Woolworths apologises for selling life cover to disability pensioner | Insurance Business

Woolworths apologises for selling life cover to disability pensioner

Woolworths Insurance has apologised to a 51-year-old disability pensioner after she was sold over the phone a life insurance policy she did not fully understand, didn’t need, and couldn’t afford.

The Adelaide woman, referred to as “Jane” for privacy reasons, was contacted by the retailer’s head of financial services, Chris Cramond, hours after her case was featured on the ABC’s AM program.

Cramond conceded that Woolworths Insurance could have handled the case better after the insurer initially rejected the complaint by Jane’s family that the policy didn’t consider the disability pensioner’s low income, ABC reported.

"We've reviewed the unique circumstances of the case and resolved the complaint directly with the parties involved," Cramond said in a statement. "We're committed to the responsible provision of financial-services products and treat all customer complaints seriously."

The woman, who functions as a 13-year-old, was earning $2.50 an hour when she took out the life insurance policy in 2014 so she could leave something behind for her nieces and nephews, said Ben Hodgson, Jane’s family member.
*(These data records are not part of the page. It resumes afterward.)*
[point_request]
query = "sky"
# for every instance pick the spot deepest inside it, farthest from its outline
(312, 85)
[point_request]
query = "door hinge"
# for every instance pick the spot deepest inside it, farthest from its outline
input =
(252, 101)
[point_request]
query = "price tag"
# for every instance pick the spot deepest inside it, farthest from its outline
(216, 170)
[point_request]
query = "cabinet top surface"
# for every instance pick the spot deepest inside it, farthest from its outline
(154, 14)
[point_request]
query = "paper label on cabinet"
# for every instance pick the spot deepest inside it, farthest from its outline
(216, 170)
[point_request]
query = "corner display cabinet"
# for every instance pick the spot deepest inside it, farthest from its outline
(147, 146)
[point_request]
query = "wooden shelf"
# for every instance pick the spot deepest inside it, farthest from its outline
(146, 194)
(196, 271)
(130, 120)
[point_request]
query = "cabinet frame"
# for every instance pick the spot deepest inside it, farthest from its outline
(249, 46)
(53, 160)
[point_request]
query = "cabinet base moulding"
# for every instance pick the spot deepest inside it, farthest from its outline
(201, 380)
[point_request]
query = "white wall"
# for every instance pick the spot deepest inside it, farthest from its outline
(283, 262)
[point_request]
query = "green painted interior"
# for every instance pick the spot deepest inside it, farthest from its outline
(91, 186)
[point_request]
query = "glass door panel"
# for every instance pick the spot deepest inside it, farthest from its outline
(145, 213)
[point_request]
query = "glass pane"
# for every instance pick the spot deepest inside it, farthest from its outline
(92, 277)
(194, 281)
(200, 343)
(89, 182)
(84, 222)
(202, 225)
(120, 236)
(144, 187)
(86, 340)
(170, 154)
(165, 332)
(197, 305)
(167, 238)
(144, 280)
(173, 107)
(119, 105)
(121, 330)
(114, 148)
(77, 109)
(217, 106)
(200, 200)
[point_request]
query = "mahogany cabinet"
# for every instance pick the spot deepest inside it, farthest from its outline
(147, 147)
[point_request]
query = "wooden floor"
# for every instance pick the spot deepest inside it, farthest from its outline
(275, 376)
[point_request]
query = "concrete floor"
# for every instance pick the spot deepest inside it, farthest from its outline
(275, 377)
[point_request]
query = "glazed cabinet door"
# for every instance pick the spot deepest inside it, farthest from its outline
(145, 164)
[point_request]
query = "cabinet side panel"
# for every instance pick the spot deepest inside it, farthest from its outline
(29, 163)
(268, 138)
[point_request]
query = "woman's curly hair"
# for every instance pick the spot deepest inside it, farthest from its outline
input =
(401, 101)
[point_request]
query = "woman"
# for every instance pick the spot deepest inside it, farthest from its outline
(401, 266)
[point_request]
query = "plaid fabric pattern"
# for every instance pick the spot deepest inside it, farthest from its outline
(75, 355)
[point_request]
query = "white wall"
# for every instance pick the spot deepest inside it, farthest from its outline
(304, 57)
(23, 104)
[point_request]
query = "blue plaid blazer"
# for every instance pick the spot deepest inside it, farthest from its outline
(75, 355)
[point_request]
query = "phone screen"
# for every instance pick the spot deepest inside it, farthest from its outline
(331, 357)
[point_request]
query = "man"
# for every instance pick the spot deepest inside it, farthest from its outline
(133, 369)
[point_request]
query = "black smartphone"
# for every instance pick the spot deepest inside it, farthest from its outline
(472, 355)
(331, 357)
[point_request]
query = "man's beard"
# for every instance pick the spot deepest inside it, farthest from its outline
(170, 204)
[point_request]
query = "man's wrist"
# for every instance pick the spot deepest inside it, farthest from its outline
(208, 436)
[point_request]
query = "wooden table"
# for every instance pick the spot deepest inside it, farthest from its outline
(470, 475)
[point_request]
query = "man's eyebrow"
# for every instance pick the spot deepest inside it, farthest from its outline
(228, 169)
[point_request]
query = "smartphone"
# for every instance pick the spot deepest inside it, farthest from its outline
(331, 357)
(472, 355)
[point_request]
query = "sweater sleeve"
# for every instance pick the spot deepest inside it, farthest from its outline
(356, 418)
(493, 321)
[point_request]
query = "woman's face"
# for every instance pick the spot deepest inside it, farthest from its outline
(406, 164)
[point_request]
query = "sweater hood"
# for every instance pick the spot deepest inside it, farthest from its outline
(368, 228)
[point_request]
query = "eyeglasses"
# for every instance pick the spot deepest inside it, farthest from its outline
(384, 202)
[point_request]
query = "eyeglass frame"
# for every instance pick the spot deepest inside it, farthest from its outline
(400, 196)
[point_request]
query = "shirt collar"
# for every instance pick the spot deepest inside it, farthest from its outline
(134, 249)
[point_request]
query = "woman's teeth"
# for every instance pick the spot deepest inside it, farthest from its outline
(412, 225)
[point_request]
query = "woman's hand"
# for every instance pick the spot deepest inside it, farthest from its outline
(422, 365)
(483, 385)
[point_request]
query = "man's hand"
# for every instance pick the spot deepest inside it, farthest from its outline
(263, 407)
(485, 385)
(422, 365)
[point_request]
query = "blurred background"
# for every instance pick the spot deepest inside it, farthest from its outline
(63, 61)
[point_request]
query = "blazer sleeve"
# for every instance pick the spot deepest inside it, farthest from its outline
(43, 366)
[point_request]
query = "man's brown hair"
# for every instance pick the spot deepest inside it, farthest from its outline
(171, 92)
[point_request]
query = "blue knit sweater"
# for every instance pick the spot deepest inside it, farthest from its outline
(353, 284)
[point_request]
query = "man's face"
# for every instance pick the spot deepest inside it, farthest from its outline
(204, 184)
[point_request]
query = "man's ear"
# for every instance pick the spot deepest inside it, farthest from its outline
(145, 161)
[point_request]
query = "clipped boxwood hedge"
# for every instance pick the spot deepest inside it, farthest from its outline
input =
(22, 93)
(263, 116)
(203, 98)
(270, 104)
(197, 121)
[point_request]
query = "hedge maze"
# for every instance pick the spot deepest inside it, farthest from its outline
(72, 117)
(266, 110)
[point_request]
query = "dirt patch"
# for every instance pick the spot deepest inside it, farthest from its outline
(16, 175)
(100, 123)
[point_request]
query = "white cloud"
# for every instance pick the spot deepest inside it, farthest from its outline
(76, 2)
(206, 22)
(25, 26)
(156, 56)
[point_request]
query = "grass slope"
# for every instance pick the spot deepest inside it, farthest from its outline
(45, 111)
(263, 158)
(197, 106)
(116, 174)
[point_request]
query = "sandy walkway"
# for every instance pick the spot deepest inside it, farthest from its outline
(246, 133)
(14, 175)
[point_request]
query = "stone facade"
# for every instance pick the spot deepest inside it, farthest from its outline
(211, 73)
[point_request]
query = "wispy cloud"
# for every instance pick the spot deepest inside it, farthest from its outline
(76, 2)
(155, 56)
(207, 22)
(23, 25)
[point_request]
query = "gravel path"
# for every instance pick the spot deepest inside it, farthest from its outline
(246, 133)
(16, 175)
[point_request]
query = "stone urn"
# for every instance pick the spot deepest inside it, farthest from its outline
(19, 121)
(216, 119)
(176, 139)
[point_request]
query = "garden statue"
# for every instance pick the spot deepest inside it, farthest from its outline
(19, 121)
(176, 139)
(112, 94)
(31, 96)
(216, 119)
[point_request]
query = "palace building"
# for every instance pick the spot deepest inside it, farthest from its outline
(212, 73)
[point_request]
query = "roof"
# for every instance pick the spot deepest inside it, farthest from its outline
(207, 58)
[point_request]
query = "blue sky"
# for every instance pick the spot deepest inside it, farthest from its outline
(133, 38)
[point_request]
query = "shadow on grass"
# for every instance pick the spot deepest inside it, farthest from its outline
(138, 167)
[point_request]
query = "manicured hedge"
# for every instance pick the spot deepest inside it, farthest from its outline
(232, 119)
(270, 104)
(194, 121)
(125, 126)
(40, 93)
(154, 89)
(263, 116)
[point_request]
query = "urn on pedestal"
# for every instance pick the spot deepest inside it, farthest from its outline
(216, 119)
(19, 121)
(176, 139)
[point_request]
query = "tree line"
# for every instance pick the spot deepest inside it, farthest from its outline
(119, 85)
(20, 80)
Hodgson said that when Jane attempted to cancel the policy because she became concerned about the premiums, Woolworths offered her a gift card to induce her to stay.

"For somebody like Jane, to get a reward and a gift or something of monetary value is certainly exciting, because money is tight for somebody in her situation," Hodgson told ABC.

Hodgson said Jane wouldn’t have had taken out the life cover in the first place had Woolworths Insurance asked her about her source of income and ability to pay.

“If they'd actually asked what her source of income was she would have told them she was on a disability pension," Hodgson told the news agency. "If any reasonable person heard this source of income, there is no way that they could justify her spending $780 a year on an insurance policy when they have no dependents."

Hodgson said the insurer has now agreed to refund roughly $2,600 in premiums, but that a letter sent to him on Sept. 4 denied that the policy was inappropriately sold.

In the letter, Maria Pinzon, Woolworths Insurance disputes resolution officer, said "there was no reason that presented itself during the relevant telephone conversations which would alert a reasonable person to any issue of capacity to enter into the contract."

Hodgson was preparing to take the case to the Financial Ombudsman Service when Woolworths Insurance apologised and agreed to refund Jane’s premiums, ABC reported.